As a junior in 2005, Steptoe earned All-Pac 10 honorable mention for second consecutive year. He played in 10 games, eight starts, and recorded 37 receptions for 493 yards and 1,271 all-purpose yards. He ranked 24th in the nation with an 11.1-yard punt return average, and 27th in the nation with a kickoff return average of 25.5 yards. He ranked 42nd in the nation in all-purpose yards with 127.1 per game. He also became the school's career-leader in kickoff returns with 64. He recorded a 63-yard punt return touchdown against #7 UCLA. He recorded a career-high 76-yard kickoff return on the road against USC.

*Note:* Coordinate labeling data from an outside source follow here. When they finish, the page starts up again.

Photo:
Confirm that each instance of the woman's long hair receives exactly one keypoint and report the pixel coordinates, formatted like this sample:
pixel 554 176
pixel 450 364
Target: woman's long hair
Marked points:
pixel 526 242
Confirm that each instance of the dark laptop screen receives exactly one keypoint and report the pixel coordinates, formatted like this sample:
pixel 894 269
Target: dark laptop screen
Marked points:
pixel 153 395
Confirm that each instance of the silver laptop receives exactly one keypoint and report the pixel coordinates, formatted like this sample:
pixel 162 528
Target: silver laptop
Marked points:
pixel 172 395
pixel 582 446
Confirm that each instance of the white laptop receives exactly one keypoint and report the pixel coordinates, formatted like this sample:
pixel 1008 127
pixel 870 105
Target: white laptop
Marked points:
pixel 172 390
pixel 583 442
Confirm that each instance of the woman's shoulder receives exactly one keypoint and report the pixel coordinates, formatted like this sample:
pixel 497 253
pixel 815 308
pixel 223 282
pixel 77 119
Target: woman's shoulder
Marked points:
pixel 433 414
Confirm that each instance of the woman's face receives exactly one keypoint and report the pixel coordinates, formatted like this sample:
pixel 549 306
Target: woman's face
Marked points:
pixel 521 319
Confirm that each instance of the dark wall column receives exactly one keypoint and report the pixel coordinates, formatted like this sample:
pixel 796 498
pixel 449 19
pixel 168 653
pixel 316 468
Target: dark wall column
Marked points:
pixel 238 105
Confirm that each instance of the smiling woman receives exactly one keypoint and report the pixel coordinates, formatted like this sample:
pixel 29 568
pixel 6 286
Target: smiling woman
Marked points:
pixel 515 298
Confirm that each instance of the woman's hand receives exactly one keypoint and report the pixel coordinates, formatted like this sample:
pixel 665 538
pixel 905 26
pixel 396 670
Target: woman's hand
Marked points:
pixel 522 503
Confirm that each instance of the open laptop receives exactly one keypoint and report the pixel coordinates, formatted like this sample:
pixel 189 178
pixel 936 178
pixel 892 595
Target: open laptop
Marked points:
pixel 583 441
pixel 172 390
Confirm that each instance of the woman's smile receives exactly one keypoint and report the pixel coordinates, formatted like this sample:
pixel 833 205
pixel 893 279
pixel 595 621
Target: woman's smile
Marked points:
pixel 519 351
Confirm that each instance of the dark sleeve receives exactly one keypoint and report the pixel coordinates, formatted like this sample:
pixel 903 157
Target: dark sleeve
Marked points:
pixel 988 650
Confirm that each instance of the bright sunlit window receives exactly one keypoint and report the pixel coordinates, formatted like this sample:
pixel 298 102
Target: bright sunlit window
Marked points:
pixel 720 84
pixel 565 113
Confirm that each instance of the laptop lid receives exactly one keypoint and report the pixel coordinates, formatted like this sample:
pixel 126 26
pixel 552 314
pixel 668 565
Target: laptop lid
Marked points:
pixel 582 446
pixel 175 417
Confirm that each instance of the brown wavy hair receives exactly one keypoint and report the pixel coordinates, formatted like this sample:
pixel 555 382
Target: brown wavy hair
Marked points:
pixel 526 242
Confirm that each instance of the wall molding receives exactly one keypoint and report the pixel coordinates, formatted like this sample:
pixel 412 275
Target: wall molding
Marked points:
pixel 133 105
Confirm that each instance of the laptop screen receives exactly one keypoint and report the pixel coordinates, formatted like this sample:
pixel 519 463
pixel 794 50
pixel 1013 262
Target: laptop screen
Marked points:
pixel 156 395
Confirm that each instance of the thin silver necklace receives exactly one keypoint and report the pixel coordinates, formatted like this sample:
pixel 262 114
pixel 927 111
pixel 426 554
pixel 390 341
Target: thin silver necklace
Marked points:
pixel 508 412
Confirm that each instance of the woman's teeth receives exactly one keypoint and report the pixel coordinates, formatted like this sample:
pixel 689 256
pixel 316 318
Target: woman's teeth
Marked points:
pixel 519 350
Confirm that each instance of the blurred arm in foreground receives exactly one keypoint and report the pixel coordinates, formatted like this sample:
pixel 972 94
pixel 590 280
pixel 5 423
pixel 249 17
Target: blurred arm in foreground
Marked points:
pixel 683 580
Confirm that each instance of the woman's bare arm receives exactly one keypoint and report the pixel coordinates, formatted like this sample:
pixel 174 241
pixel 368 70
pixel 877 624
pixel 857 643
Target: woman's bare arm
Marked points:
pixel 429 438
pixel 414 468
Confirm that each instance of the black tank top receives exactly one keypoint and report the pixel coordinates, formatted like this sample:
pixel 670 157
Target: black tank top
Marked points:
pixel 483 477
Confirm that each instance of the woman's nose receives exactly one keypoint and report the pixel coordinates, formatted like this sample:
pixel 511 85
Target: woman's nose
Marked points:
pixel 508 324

As a senior in 2006, Steptoe played in all 12 games. He recorded 55 receptions for 568 yards, and two touchdowns. He also carried the ball seven times for 34 yards. He also had one return for a touchdown.

While at Arizona, Steptoe was a Family studies and Human development major. He was also a Football representative to the Student-Athlete Advisory Board 2005–2006.

==Professional career==
===Pre-draft===
Steptoe was invited, and attended the 2007 NFL Combine. He was recorded as the shortest wide receiver at the Combine that year.

Pre-draft measurables
| Height | Weight | 40-yard dash | 10-yard split | 20-yard split | 20-yard shuttle | Three-cone drill | Vertical jump | Broad jump | Bench press |
| 5 ft 8+5⁄8 in (1.74 m) | 194 lb (88 kg) | 4.61 s | 1.65 s | 2.68 s | 4.17 s | 7.05 s | 33 in (0.84 m) | 10 ft 4 in (3.15 m) | 17 reps |
Broad jump, shuttle, cone drill from Pro Day; all other values from NFL Combine.

===Cleveland Browns===
Steptoe was selected in the seventh round (234th overall) of the 2007 NFL draft by the Cleveland Browns.

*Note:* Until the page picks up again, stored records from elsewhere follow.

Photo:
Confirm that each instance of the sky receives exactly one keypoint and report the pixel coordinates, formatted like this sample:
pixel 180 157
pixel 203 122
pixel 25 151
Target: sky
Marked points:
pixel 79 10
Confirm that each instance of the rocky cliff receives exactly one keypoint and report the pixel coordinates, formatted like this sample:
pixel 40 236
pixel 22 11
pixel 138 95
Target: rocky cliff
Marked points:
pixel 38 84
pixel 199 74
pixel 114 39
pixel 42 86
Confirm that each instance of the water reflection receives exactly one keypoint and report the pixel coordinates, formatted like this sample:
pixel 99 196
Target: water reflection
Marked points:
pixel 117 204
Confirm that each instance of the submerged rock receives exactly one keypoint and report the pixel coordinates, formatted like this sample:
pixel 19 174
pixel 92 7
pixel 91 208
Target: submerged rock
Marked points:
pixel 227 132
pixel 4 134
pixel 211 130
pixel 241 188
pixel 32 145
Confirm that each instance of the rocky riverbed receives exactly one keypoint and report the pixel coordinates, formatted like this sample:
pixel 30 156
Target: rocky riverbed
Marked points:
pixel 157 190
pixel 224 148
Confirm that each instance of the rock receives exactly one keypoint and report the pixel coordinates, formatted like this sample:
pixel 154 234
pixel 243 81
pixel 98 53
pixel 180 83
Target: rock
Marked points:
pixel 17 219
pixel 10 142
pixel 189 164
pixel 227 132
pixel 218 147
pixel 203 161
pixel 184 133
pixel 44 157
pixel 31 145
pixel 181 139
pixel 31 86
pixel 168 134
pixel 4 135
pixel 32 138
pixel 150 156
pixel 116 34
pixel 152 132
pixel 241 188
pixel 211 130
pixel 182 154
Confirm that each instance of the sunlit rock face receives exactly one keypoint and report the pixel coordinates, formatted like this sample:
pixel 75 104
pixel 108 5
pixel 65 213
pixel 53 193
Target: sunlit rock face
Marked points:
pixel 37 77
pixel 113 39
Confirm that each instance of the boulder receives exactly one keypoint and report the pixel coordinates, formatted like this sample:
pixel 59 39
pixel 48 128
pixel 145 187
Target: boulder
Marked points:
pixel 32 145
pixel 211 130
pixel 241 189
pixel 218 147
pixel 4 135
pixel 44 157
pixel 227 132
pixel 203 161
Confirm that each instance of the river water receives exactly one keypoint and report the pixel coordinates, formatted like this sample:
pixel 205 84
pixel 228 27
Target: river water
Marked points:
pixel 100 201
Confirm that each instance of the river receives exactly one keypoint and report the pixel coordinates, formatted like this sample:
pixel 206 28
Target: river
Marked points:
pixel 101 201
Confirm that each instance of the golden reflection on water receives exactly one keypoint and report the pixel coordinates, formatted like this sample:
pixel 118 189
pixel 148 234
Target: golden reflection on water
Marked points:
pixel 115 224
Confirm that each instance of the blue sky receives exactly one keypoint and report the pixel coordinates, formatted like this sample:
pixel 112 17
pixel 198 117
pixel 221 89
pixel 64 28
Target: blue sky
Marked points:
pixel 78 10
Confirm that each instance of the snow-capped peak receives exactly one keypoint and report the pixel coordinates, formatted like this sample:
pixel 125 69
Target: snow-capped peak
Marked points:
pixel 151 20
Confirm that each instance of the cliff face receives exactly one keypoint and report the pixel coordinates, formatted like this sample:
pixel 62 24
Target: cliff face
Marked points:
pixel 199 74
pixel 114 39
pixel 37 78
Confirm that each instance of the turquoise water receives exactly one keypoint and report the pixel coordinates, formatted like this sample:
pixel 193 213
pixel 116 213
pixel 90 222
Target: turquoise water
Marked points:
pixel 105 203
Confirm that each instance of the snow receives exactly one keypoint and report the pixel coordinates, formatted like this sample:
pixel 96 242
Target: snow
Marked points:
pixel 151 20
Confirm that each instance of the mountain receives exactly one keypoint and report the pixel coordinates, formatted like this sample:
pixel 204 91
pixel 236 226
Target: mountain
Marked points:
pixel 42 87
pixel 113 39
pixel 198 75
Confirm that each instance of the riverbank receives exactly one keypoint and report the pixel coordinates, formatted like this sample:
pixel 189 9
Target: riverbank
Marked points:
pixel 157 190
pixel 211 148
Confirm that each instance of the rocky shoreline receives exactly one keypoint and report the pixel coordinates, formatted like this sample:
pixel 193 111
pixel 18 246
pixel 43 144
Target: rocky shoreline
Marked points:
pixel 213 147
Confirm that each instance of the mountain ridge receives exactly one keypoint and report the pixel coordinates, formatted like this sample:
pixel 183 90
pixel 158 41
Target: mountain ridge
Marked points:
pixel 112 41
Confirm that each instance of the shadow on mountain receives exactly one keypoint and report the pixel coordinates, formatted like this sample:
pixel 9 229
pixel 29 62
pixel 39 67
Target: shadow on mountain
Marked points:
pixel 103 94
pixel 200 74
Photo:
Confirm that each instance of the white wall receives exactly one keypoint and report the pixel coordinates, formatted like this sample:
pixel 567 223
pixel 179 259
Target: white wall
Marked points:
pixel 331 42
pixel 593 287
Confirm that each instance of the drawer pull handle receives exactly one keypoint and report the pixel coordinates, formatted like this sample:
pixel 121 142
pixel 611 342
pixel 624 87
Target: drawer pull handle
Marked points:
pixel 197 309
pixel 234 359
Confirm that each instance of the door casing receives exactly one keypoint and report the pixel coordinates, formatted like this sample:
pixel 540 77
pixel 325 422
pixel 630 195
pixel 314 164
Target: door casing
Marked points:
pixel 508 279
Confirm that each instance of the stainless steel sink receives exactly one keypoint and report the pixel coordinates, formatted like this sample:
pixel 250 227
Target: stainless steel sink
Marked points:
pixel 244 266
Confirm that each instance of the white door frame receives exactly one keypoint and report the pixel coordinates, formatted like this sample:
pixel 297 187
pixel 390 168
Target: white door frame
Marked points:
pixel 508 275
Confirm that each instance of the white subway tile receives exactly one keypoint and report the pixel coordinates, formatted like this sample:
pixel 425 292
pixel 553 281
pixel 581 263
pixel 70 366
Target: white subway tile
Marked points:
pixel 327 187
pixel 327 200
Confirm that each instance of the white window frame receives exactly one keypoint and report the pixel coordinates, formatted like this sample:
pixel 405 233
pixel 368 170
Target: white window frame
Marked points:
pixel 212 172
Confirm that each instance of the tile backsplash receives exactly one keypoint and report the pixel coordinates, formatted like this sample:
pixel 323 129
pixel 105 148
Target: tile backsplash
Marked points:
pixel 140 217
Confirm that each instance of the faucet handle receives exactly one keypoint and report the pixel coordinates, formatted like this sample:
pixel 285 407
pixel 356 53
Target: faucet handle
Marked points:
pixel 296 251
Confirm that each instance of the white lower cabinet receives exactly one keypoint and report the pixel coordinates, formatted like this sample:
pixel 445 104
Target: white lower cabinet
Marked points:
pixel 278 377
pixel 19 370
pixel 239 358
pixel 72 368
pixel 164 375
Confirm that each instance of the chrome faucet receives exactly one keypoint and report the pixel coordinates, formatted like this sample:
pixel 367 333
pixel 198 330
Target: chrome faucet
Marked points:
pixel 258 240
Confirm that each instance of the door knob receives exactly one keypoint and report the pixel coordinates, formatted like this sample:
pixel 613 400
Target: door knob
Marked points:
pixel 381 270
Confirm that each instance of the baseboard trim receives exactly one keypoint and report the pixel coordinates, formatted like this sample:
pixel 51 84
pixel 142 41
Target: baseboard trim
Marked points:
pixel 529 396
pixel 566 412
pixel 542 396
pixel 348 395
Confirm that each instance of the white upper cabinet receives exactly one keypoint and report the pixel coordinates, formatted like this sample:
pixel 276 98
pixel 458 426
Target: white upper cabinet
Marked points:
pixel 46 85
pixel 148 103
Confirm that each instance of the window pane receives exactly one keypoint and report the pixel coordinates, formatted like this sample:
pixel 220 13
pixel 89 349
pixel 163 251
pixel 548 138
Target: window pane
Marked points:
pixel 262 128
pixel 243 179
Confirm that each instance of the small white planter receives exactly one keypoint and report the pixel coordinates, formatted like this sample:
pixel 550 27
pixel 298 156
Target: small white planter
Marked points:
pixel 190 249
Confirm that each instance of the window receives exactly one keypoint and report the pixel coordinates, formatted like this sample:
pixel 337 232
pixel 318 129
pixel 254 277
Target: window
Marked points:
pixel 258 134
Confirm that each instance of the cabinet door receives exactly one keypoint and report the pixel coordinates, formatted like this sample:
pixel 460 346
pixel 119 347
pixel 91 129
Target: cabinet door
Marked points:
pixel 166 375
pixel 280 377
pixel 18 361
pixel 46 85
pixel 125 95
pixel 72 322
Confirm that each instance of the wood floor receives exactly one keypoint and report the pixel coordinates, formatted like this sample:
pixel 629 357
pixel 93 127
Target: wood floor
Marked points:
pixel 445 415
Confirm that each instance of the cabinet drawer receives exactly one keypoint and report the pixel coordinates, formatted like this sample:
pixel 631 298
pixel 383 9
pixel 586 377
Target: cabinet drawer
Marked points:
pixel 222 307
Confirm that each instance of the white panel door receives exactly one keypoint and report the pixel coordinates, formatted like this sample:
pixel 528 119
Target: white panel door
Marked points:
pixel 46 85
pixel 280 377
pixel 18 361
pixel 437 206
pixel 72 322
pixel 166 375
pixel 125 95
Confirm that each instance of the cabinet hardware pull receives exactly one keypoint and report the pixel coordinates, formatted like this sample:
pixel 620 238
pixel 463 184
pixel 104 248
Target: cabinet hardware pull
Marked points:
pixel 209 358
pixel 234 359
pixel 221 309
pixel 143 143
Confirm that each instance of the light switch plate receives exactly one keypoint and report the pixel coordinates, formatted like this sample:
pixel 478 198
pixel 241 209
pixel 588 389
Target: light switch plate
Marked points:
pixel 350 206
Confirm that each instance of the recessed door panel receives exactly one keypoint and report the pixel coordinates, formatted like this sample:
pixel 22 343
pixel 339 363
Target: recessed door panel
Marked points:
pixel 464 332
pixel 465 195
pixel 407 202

Steptoe spent his rookie season on the Browns' practice squad. In preseason games before the 2008 season, his performance earned him a roster spot. He made his regular season NFL debut on September 7 against the Dallas Cowboys. It was his first career start, as wide receivers Joe Jurevicius and Donté Stallworth, along with wide receiver/kick returner Joshua Cribbs, did not play due to injuries. Steptoe entered the starting lineup, as well as serving as kickoff and punt returner. Steptoe injured his knee during the Browns' 2009 training camp and it was announced that he would miss the season. He was waived/injured and subsequently reverted to injured reserve on August 13.

===Hartford Colonials===
Steptoe was signed by the Hartford Colonials of the United Football League in September 2010.